En conséquence, la Cour a, par sa décision, annulé l’ordonnance qui contraignait madame à témoigner à visage découvert parce que le juge de première instance n’a pas pris soin de bien évaluer l’impact de l’ordonnance sur les droits de la plaignante. Toutefois, une femme pourrait devoir témoigner sans niqab, si le fait de voir son visage est un élément important pour la recherche de la vérité. Cette décision fait débat, il va sans dire. Les voiles intégraux sont interdits en Égypte, dans les officines gouvernementales ainsi qu’en Syrie, dans les universités. Mais en Ontario, ils sont permis devant les tribunaux.

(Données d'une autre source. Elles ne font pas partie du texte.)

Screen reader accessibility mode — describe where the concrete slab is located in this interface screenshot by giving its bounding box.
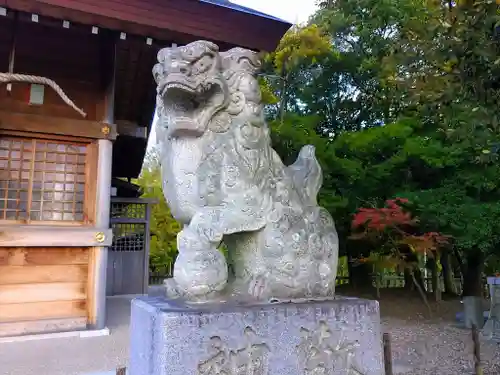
[0,298,131,375]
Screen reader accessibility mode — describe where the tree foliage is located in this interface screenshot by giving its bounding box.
[137,150,181,273]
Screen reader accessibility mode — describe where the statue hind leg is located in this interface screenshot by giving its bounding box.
[166,207,263,300]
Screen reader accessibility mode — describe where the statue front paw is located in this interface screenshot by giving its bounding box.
[248,276,270,300]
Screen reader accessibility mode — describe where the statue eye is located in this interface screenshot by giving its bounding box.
[195,56,211,73]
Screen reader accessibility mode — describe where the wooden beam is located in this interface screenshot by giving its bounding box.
[0,317,87,337]
[0,111,116,140]
[0,299,87,323]
[0,225,113,248]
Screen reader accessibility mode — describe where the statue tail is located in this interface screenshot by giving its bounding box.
[287,145,323,206]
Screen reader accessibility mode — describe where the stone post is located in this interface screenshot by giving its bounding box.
[483,277,500,341]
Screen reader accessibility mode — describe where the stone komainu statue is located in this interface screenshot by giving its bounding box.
[153,41,338,300]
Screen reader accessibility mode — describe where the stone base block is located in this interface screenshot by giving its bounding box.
[463,297,484,329]
[128,297,384,375]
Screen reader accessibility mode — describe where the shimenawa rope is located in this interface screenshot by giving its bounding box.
[0,73,87,117]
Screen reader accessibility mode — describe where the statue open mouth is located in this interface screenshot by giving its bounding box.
[158,75,226,137]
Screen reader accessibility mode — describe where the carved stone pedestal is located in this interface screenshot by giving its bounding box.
[483,277,500,341]
[129,297,384,375]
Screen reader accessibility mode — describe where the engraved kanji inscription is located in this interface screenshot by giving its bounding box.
[198,327,269,375]
[297,321,363,375]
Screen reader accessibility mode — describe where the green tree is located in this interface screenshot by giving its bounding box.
[137,150,181,273]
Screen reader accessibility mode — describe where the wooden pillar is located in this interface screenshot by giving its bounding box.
[91,36,116,329]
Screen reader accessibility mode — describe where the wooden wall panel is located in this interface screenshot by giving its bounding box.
[0,247,89,266]
[0,264,88,285]
[0,247,93,326]
[0,300,86,322]
[0,282,87,308]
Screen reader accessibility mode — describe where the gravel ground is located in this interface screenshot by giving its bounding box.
[0,296,500,375]
[383,318,500,375]
[0,298,130,375]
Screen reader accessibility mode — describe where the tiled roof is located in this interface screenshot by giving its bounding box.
[199,0,290,23]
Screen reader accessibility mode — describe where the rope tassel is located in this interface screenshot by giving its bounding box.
[0,73,87,117]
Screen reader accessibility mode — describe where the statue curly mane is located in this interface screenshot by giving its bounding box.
[153,41,338,299]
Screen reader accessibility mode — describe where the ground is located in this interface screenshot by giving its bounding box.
[0,293,500,375]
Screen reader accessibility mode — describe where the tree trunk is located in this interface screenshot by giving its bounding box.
[413,267,427,293]
[349,263,373,289]
[279,67,288,125]
[462,248,484,297]
[404,268,415,291]
[441,250,458,296]
[428,254,441,302]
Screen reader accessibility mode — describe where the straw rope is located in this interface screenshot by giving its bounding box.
[0,73,87,117]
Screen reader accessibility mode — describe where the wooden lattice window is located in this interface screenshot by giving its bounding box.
[0,137,87,223]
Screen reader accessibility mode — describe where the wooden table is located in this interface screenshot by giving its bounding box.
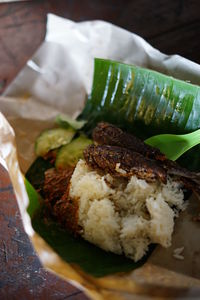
[0,0,200,300]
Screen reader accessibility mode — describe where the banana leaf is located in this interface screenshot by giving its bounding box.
[79,59,200,170]
[25,157,155,277]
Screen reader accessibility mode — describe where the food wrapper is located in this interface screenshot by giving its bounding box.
[0,14,200,299]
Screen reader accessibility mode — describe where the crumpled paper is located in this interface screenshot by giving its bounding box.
[0,14,200,299]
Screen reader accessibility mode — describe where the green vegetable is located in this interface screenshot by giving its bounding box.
[35,128,76,157]
[24,178,41,217]
[56,115,87,130]
[55,136,92,169]
[79,59,200,138]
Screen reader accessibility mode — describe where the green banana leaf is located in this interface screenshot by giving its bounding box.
[25,157,155,277]
[79,58,200,171]
[79,58,200,138]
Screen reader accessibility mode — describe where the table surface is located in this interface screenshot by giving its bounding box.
[0,0,200,300]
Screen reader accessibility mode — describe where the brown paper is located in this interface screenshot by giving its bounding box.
[0,15,200,299]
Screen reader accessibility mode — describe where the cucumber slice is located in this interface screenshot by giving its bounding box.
[35,128,76,157]
[55,136,92,169]
[56,114,87,130]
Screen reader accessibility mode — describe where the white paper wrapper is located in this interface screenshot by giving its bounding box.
[0,14,200,299]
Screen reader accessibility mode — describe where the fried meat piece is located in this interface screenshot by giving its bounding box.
[93,122,200,193]
[43,168,79,234]
[84,145,167,183]
[92,122,166,161]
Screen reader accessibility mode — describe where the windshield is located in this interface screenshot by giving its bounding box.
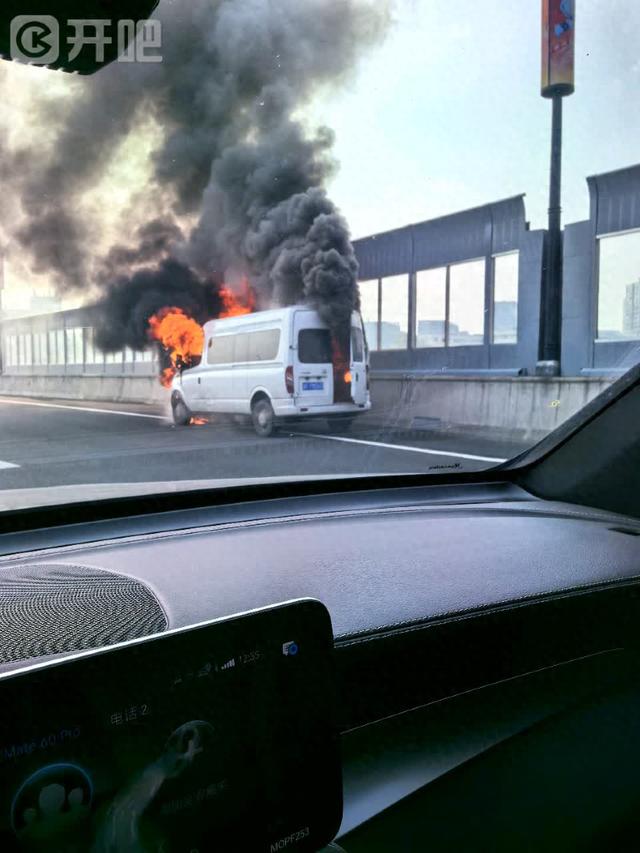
[0,0,640,508]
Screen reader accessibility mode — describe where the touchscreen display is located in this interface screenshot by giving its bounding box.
[0,600,342,853]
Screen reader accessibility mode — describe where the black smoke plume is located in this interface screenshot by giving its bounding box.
[6,0,389,349]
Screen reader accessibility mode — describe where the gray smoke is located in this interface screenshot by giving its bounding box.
[5,0,389,348]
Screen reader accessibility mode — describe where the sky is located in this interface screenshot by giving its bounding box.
[315,0,640,237]
[0,0,640,305]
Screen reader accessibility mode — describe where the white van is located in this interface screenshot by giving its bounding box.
[171,305,371,437]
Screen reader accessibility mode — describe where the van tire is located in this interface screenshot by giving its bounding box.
[251,397,276,438]
[171,397,192,426]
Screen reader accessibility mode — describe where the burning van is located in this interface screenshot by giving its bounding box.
[171,305,371,437]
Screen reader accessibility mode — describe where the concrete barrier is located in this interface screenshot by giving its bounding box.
[0,375,169,403]
[362,375,613,441]
[0,374,613,441]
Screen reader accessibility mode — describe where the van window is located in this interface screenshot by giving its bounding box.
[207,335,235,364]
[351,326,364,361]
[246,329,280,361]
[298,329,333,364]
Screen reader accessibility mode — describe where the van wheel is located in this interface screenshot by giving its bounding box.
[251,397,276,438]
[329,417,355,432]
[171,397,191,426]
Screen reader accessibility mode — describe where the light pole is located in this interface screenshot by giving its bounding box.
[536,0,575,376]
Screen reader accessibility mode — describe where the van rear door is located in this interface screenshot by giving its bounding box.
[349,311,367,406]
[293,311,333,406]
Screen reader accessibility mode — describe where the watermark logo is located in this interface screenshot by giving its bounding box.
[10,15,162,65]
[11,15,60,65]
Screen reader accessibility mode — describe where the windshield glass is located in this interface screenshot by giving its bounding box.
[0,0,640,508]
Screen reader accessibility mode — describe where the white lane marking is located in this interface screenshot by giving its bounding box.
[295,432,507,462]
[0,397,169,421]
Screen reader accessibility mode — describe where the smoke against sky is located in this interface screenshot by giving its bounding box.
[3,0,389,348]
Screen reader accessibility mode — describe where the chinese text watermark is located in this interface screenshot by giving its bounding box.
[11,15,162,65]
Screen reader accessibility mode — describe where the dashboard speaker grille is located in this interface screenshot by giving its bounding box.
[0,563,167,663]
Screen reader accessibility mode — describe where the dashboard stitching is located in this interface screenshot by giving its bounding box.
[0,501,640,565]
[335,575,640,647]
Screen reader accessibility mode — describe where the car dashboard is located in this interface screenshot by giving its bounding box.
[0,481,640,853]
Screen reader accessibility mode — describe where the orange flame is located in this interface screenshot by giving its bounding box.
[149,280,256,386]
[149,308,204,388]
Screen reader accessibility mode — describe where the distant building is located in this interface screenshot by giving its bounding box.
[493,301,518,344]
[622,279,640,338]
[417,320,452,347]
[380,320,407,349]
[0,293,62,320]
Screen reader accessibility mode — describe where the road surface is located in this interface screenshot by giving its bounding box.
[0,397,523,490]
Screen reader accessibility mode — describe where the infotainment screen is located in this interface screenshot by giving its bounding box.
[0,600,342,853]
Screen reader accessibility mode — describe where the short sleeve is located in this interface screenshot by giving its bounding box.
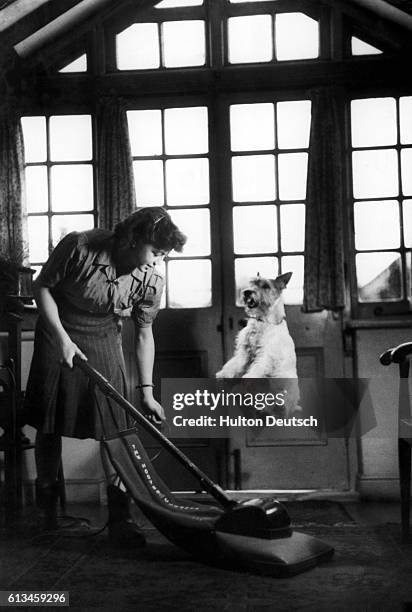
[35,232,79,288]
[132,273,164,327]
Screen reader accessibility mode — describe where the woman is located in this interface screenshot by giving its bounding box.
[25,207,186,545]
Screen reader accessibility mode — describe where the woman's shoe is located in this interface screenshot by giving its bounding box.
[107,485,146,548]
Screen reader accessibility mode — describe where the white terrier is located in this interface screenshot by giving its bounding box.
[216,272,300,413]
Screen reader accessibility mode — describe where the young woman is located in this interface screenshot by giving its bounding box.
[25,207,186,545]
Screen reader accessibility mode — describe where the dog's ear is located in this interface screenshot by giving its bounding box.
[272,272,292,291]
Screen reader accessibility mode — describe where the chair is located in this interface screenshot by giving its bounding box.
[379,342,412,541]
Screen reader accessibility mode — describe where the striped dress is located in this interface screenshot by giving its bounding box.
[25,229,163,440]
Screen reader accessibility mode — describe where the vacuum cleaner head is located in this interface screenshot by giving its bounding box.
[74,359,333,576]
[215,499,292,540]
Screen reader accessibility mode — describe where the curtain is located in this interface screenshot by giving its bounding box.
[97,98,136,230]
[0,107,28,265]
[303,88,345,312]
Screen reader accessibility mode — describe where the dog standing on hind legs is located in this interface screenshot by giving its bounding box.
[216,272,301,414]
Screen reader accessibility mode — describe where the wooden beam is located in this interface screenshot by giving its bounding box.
[350,0,412,32]
[14,0,155,58]
[17,56,412,112]
[0,0,50,32]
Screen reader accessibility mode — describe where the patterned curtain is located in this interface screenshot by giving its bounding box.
[303,88,345,312]
[97,98,136,230]
[0,107,28,265]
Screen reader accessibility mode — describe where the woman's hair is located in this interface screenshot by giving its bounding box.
[114,206,186,252]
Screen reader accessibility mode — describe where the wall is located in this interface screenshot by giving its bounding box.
[356,329,411,499]
[0,332,106,503]
[0,329,410,503]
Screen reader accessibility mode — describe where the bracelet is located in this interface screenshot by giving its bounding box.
[136,383,154,389]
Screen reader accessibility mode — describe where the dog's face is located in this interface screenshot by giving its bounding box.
[241,272,292,317]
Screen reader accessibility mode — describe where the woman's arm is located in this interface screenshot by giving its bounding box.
[135,325,165,423]
[33,284,87,368]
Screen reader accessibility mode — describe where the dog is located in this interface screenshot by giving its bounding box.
[216,272,301,414]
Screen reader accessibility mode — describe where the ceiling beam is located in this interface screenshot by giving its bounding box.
[14,0,116,58]
[0,0,50,32]
[350,0,412,31]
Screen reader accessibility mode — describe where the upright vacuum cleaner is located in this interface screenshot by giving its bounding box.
[74,357,333,576]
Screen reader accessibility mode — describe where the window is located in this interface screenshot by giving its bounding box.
[116,0,207,70]
[21,115,95,268]
[59,53,87,73]
[230,100,311,304]
[227,12,319,64]
[127,106,212,308]
[351,36,382,55]
[351,97,412,303]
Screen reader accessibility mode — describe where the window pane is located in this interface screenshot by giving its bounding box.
[351,36,382,55]
[155,0,203,8]
[165,106,209,155]
[27,217,49,262]
[116,23,160,70]
[276,100,311,149]
[399,96,412,144]
[352,149,399,198]
[21,117,47,163]
[133,160,164,206]
[50,115,92,161]
[59,53,87,72]
[403,200,412,249]
[162,21,206,68]
[26,166,49,213]
[127,110,163,155]
[280,204,305,251]
[232,155,276,202]
[356,253,402,302]
[228,15,273,64]
[351,98,397,147]
[52,215,94,246]
[278,153,308,200]
[354,200,401,251]
[167,259,212,308]
[170,208,210,257]
[282,255,304,304]
[230,104,275,151]
[275,13,319,60]
[166,158,209,206]
[51,164,93,212]
[233,206,278,254]
[401,149,412,195]
[235,257,279,306]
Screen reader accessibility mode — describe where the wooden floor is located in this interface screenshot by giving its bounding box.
[0,501,412,612]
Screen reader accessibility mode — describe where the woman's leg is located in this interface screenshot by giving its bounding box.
[34,431,62,487]
[34,431,62,530]
[100,443,145,548]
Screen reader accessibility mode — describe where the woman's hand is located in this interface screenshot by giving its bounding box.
[140,395,166,425]
[59,338,87,368]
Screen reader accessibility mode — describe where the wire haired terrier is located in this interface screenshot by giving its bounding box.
[216,272,301,414]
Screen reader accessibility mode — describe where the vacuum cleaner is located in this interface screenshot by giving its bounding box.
[73,357,334,577]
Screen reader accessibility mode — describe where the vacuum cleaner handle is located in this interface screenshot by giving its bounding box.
[73,355,236,508]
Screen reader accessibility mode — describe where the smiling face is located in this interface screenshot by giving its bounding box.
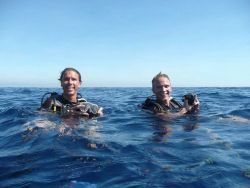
[61,70,81,102]
[152,76,172,104]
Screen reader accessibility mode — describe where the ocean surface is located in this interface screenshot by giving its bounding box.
[0,88,250,188]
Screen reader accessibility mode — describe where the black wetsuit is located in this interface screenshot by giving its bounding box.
[42,93,100,118]
[141,96,182,113]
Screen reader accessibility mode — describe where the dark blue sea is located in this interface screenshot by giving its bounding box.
[0,88,250,188]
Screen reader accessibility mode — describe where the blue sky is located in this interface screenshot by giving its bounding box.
[0,0,250,87]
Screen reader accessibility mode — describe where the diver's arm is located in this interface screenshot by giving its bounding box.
[41,98,52,109]
[155,97,200,119]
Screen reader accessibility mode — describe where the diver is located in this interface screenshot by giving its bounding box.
[141,72,200,117]
[41,68,103,118]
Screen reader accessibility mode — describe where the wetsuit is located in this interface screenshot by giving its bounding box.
[41,93,100,118]
[141,96,182,113]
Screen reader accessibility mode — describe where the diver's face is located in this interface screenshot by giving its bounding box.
[152,76,172,101]
[61,70,81,97]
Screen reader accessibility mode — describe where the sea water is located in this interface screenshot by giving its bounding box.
[0,88,250,188]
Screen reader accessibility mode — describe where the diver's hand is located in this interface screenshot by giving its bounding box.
[97,107,103,116]
[182,95,200,113]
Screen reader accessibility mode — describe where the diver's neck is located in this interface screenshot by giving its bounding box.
[157,97,172,106]
[63,94,77,103]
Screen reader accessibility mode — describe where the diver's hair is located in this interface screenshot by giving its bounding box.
[58,67,82,82]
[152,72,170,85]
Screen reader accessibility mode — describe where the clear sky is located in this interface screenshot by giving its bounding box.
[0,0,250,87]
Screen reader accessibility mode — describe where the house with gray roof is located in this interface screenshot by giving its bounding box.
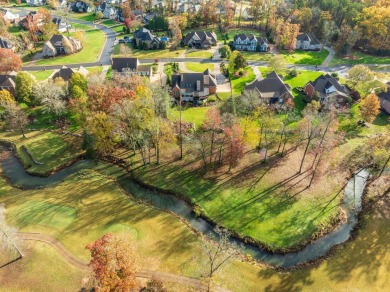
[42,34,83,57]
[183,31,218,49]
[133,28,161,49]
[378,81,390,115]
[303,74,349,108]
[111,58,153,79]
[295,32,322,51]
[233,33,269,52]
[244,71,294,105]
[171,69,217,102]
[0,73,16,97]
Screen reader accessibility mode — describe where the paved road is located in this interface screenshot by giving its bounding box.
[18,232,229,292]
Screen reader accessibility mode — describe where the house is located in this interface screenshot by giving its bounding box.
[378,81,390,115]
[183,31,218,49]
[0,36,16,52]
[52,16,72,32]
[295,32,322,51]
[0,9,20,23]
[69,1,95,13]
[233,33,269,52]
[96,2,117,19]
[245,71,293,105]
[0,73,16,97]
[111,58,153,79]
[303,74,349,108]
[133,28,161,49]
[27,0,46,6]
[171,69,217,102]
[42,34,83,57]
[51,66,89,82]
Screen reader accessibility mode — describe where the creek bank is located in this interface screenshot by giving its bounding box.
[1,148,368,269]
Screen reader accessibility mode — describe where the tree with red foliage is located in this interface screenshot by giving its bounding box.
[224,124,244,171]
[86,233,139,291]
[0,48,22,72]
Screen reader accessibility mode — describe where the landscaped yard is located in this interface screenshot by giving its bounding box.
[0,131,83,174]
[185,62,214,72]
[281,50,329,65]
[231,67,256,94]
[36,30,106,65]
[330,52,390,66]
[28,70,54,81]
[186,50,213,59]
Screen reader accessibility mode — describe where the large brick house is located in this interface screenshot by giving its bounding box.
[183,31,218,49]
[233,33,269,52]
[111,58,153,79]
[304,74,349,108]
[295,32,322,51]
[0,73,16,97]
[171,69,217,101]
[42,34,83,57]
[244,71,293,105]
[133,28,161,49]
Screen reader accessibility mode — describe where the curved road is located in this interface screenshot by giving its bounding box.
[18,232,229,292]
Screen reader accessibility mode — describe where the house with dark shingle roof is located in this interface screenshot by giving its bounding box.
[171,69,217,101]
[303,74,349,108]
[244,71,293,105]
[378,81,390,114]
[0,73,16,97]
[133,28,161,49]
[233,33,269,52]
[295,32,322,51]
[111,58,153,78]
[183,31,218,49]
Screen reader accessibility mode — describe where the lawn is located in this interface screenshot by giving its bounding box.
[330,52,390,66]
[186,50,213,59]
[168,106,210,128]
[36,30,106,65]
[28,70,54,81]
[185,62,214,72]
[231,67,256,94]
[0,131,83,174]
[113,44,185,59]
[282,50,329,65]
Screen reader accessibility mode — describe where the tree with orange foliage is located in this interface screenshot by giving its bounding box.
[359,93,381,123]
[86,233,139,291]
[0,48,22,72]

Un lecteur de Cyberpresse pose la question suivante : « Une femme catholique pourrait-elle se présenter devant un tribunal islamique sans se couvrir » ? Un autre lecteur, singulièrement en furie, réagit en ces termes : « Le multiculturalisme et le jugement de la Cour d’appel sont fondés sur un mépris total, voire totalitaire, de la majorité. C’est la valorisation politiquement correcte du droit des minorités et de tous les « persécutés », réels ou imaginaires. Puisqu’il est question des «persécutés», réels ou putatifs, il est clair que beaucoup de musulmans et de curés de la « correctitude » politique voient partout de l’islmamophobie, c’est-à-dire de la haine ou de la méfiance extrême, exercée à l’endroit des musulmans.  Eh bien, je pense, quant à moi, que les vertuistes soi-disant ouverts et antiracistes et les juges de la Cour d’appel sont ceux qui, entre autres, alimentent et favorisent l’islamophobie! »

Yves Boisvert, journaliste de Cyberpresse, spécialisé dans les questions de justice, définit très bien le malaise qui prévaut sur les questions d’accommodements raisonnables tant au Canada qu’au Québec : « Jugement nuancé, insiste-t-on. Sans doute l’est-il. Il est aussi, surtout, l’expression de la mentalité juridique canadienne contemporaine. Écartelée entre tous ses bons sentiments, elle n’ose plus choisir. Elle ne sait plus où donner de l’ouverture d’esprit. Les femmes, les minorités, les accusés… Ça donne le vertige constitutionnel. […] la Cour nous dit que le fait de permettre le témoignage avec le niqab est une reconnaissance du témoin « en tant que personne » et de sa situation vulnérable. C’est un paternalisme judiciaire qui n’est justifié que pour des raisons de rectitude politique. Notre droit a évolué pour protéger les victimes d’agression sexuelle de plusieurs manières. Mais le voile ne devrait jamais être une option ».